# Mathews Avail vs Eva Shockey



## Dashtrash (Aug 2, 2014)

I’m wanting to upgrade my wife’s bow. She is currently shooting a Diamond Edge. Any advice from ladies shooting either the Eva Shockey or Mathews Avail?

Thanks


----------



## laur (Sep 6, 2017)

She should shoot both and see which she likes best. I went from the Diamond Infinite Edge to Eva Shockey and I love it. But she might like the Avail.


----------



## Tweedyi (Mar 20, 2018)

Do you have access to a shop where she can try different manufacturers and models? She will benefit from trying many different bow to see which she prefers.

That being said, here are my thoughts on the ES (kinda) and Avail. I just moved from a Carbon Rose to an Avail. I originally picked the CR over the ES because the draw was more friendly (less agressive) and the valley more generous.

The Avail feels like a massive upgrade over both Bowtechs. The Avail draw cycle is super smooth compared with the CR. Avail is also quieter, less hand shocky, and (for me) way more repeatable and accurate. Also it was way easier to tune.

Both Bowtechs are lighter and easier to adjust for DL. The back wall (limb stop) is also really solid, which I appreciated when I was just starting out but now feels too abrupt.
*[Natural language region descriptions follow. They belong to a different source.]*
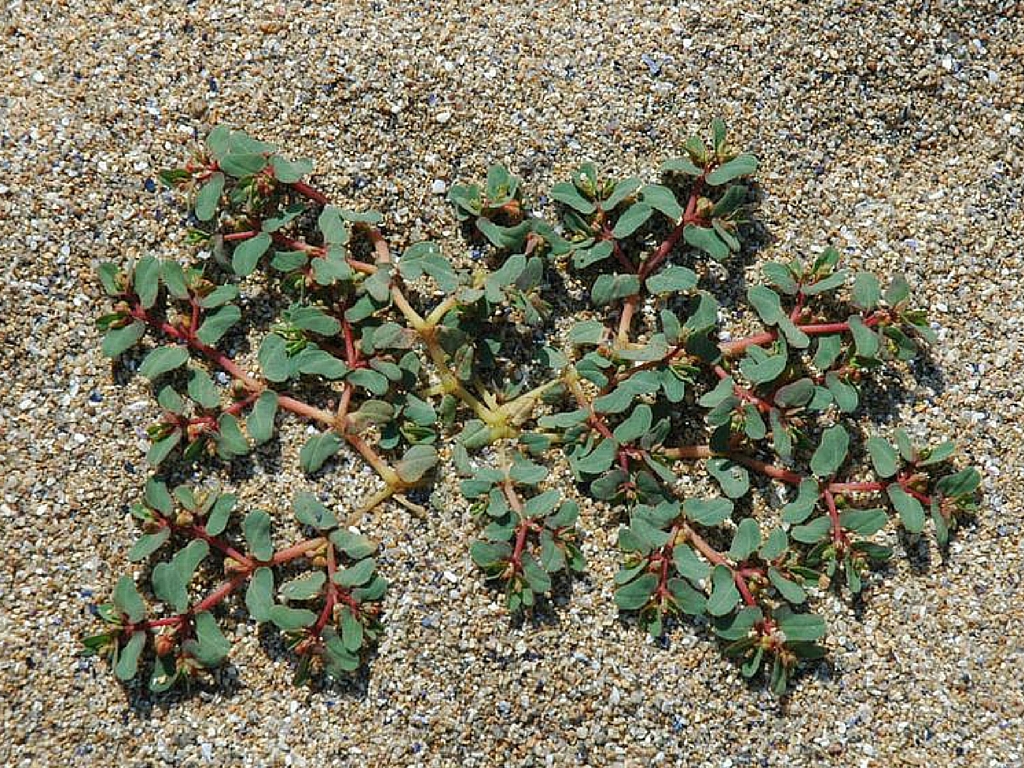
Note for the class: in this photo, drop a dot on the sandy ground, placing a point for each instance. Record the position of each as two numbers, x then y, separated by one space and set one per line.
893 131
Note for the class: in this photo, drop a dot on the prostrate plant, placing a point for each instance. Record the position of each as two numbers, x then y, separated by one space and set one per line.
638 389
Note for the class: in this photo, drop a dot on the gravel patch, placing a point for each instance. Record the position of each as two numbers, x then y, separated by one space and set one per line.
893 132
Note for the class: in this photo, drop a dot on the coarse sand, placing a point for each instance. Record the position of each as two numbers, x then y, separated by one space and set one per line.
890 130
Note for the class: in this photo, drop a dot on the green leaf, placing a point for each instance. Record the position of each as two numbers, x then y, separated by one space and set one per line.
289 620
566 194
795 394
724 594
884 457
127 665
148 544
243 164
775 545
742 165
706 239
260 421
866 292
256 528
911 514
170 580
304 588
863 521
542 504
417 462
672 280
216 325
832 452
745 540
733 478
202 389
635 595
127 599
317 450
208 197
162 359
636 426
351 631
708 511
248 253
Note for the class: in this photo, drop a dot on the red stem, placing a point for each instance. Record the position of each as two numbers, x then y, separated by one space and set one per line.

Good luck and I hope your wife finds a bow she loves!


----------



## CLCampbell (Dec 31, 2016)

My sister in law loved the Eva Shockey


----------



## Wendilime (Jul 20, 2019)

I have the Avail and still struggle with it.


----------



## Vhorn07 (Sep 4, 2019)

My GF shot the bowtech Carbon Rose and then added an Avail. She was able to be much more consistent with the Avail because of the smoothness she thought.


----------